To ensure data is reproducible, reactions are often run multiple times. I only ran each reaction once at this stage, but it is not uncommon to run every reaction twice or three times and use average values. For different branches of science in different contexts, the number of trials for each data point can be even higher. Data with many trials can be further analyzed to ensure the quality of the data is high. For example, any dataset with at least four points can be analyzed for outliers, and those points can be discarded.
All these things are simply additional checks to make sure that data is of high quality.
This, again, is the final figure displaying the data I collected for the optimization of my model reaction at the three temperatures I chose. This figure is intended for a progress report given to other members of my research group, so we can all quickly observe the trend in reaction rate as temperature increases.

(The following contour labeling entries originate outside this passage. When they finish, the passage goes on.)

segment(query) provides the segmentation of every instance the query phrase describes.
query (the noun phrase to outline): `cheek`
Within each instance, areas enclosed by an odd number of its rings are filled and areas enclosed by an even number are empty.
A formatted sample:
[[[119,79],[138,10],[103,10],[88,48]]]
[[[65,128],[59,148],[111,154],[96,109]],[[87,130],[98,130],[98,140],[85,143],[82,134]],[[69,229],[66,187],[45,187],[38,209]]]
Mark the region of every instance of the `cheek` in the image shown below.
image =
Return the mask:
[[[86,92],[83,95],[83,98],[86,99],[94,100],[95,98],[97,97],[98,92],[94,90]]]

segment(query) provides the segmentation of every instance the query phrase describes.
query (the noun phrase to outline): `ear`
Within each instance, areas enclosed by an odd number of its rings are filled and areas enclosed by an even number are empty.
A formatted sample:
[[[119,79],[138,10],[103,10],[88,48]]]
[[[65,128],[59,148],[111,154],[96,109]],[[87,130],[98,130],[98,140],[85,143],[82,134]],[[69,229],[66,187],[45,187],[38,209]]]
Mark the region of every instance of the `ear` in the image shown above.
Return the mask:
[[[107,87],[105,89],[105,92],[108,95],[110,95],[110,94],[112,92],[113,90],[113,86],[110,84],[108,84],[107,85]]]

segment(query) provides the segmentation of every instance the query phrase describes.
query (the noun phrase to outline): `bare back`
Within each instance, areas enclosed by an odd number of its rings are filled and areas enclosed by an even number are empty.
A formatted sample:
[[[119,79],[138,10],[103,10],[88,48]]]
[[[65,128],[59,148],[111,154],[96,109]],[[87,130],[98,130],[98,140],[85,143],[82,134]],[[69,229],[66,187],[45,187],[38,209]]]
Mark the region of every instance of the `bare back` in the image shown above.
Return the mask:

I have answered my research question! There is a temperature at which I can run my reaction approximately to completion within four hours: the yield reaches 98% at some time between three and four hours when the reaction is run at 60 °C. If the reaction is any colder, the reaction proceeds too slowly for my purposes, so 60 °C is my optimal temperature. I do not need to try any higher temperatures.
I hope this helps you appreciate that the attention to detail behind the collection of even straightforward data can quickly become immense. High quality science builds trust within the scientific community as well as with the public, and we can only know science is of good quality by scrutinizing it. When you look at research, ask yourself: is this quality data? How do you know? Thinking critically about data for yourself can teach you a lot about the world and how we understand it.